We are simply counting how often a value or set of values occurs in the data set.
1. What is the minimum number of times a value or class of values occur(s) in a data set? The minimum number of times a
value or class of values can occur is zero (0). What is the maximum number of times a value or class of values can occur
in the data set? The maximum number of times a value or class of values can occur in the data set is n, or the total number
of values in the data set.

0≤ f≤ n

2. If we add the frequencies for each value or set of values it will sum to n.

Σ f=n

Defn: The relative frequency, f/n, (how often the value occurs divided by the total number of observations—
gives you a proportion of times a value or class of values occurs) for a value or a class of values is the proportion of time that a
value or class of values occurs in the data set.

1. What is the minimum proportion of time a value or class of values occur(s) in a data set? The minimum proportion of time
a value or class of values can occur is zero (0). What is the maximum proportion of time a value or class of values can
occur in the data set?
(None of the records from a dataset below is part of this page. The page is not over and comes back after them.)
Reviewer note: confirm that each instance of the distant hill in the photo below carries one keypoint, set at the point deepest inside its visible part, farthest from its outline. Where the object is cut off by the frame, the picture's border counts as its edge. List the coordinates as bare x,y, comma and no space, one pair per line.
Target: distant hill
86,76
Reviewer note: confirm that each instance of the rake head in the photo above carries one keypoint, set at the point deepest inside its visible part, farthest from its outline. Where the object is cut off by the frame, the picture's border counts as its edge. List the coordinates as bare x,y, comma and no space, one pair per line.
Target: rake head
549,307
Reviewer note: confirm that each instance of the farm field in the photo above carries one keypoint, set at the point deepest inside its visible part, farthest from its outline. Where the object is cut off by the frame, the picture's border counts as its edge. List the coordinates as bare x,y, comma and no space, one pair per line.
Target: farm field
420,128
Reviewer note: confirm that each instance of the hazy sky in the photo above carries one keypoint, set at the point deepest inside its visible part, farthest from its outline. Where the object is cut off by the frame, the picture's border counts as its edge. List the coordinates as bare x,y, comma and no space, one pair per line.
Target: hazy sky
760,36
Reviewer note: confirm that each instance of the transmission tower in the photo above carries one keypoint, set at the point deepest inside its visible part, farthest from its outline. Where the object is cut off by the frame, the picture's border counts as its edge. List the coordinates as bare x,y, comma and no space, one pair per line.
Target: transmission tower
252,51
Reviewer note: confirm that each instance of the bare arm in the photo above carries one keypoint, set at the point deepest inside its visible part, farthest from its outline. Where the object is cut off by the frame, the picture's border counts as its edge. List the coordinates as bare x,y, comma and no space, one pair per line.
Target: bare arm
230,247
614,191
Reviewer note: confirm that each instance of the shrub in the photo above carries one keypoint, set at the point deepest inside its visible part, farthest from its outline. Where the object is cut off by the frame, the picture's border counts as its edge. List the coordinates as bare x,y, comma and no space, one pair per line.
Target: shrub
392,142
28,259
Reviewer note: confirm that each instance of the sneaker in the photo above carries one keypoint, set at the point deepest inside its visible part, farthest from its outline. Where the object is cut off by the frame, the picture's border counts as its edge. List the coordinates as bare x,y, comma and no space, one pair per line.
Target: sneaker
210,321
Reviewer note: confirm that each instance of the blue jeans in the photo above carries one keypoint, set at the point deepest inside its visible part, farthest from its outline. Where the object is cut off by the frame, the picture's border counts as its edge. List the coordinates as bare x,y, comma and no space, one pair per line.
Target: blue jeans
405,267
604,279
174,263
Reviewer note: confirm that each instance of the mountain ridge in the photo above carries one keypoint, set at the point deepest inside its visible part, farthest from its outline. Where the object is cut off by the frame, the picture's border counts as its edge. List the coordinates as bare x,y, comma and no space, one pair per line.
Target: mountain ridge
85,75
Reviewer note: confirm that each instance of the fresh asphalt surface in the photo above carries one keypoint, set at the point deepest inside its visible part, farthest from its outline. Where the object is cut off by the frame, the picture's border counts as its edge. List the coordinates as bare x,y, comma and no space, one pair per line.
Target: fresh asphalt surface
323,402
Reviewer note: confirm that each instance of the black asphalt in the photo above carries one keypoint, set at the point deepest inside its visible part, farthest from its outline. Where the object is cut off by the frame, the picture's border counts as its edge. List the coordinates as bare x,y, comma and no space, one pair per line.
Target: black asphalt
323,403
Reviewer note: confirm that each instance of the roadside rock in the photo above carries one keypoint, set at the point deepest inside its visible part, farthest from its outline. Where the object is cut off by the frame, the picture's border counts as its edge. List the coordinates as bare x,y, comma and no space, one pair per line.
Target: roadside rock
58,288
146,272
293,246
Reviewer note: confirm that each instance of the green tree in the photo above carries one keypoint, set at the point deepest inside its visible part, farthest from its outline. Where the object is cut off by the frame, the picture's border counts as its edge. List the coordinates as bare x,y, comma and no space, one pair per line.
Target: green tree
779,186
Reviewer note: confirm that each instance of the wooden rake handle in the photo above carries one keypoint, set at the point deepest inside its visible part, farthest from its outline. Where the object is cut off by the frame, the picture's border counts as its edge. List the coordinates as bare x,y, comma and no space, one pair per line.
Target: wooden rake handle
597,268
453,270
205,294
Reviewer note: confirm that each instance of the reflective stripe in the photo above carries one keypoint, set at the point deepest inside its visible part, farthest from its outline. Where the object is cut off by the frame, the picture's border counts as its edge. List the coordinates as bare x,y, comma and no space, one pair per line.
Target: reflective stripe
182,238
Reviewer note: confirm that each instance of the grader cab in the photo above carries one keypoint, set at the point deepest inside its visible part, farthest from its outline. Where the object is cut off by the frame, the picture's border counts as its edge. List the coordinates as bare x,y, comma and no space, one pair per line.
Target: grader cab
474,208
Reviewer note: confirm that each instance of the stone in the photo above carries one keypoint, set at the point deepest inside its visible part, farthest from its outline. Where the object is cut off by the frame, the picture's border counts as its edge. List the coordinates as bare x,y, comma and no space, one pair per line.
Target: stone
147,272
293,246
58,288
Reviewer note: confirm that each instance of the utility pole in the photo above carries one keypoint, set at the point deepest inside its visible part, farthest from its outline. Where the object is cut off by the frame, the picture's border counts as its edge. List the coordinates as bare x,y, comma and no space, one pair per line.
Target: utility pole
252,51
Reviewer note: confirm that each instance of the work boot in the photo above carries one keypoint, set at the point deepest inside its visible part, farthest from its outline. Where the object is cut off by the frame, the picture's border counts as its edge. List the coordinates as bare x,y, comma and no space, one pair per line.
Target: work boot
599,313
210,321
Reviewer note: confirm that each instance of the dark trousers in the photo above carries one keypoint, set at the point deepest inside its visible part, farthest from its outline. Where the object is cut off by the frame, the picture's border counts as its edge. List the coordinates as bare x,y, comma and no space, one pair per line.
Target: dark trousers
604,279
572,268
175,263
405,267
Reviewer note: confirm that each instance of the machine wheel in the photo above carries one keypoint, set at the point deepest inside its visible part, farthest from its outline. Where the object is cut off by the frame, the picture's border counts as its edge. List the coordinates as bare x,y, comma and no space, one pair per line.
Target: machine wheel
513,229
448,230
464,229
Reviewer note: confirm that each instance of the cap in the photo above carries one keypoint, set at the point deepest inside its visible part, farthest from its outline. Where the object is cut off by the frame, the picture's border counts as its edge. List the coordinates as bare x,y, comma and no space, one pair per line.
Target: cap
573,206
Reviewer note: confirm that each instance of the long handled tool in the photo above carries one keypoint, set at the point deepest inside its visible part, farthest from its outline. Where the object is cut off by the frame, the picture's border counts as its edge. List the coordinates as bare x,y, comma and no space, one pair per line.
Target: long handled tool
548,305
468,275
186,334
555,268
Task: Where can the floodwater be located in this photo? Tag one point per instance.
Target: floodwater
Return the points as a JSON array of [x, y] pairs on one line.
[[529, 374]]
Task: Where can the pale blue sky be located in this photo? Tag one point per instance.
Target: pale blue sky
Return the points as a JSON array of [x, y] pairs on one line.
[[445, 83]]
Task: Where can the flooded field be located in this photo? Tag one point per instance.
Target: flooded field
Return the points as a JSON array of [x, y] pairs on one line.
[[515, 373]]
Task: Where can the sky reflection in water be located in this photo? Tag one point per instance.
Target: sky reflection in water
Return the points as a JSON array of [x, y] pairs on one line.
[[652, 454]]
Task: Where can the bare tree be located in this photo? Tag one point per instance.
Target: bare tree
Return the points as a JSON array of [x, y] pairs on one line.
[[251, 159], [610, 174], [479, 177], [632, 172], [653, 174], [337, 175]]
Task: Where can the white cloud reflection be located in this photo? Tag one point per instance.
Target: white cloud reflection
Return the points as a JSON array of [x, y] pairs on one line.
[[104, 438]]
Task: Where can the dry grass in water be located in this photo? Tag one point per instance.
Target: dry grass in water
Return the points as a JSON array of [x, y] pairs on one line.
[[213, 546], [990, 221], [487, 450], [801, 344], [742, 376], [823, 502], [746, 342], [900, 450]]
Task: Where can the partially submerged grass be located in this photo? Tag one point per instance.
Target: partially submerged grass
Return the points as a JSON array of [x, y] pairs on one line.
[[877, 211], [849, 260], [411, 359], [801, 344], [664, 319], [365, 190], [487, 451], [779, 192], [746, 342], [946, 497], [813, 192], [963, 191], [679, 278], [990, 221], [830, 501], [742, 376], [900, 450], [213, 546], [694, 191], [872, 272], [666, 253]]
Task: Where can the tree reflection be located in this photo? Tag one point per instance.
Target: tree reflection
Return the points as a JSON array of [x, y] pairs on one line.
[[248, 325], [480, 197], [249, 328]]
The maximum proportion of time a value or class of values can occur in the data set is one (1).

0 ≤ f/n ≤ 1

2. If we add the relative frequencies for each value or set of values it will sum to one (1).

Σ f/n = 1

Defn: The cumulative frequency, F, for a value or a class of values is the number of times that value or any
smaller value occurs in the data set.

We are simply keeping a running total.


1. Cumulative frequencies are non-decreasing (this means the values cannot decrease—they can level off but they can’t go
down).
2. The cumulative frequency for the last value or class of values is n.
3. We must have at least ordinal scaled data to find cumulative frequencies.

Defn: The cumulative relative frequency, F/n, for a value or a class of values is the proportion of time that value
or any smaller value occurs in the data set.

We are simply keeping a running total of relative frequencies or proportions.


1. Cumulative relative frequencies are non-decreasing.
2. The cumulative relative frequency for the last value or class of values is one (1).
3. We must have at least ordinal scaled data to find cumulative relative frequencies.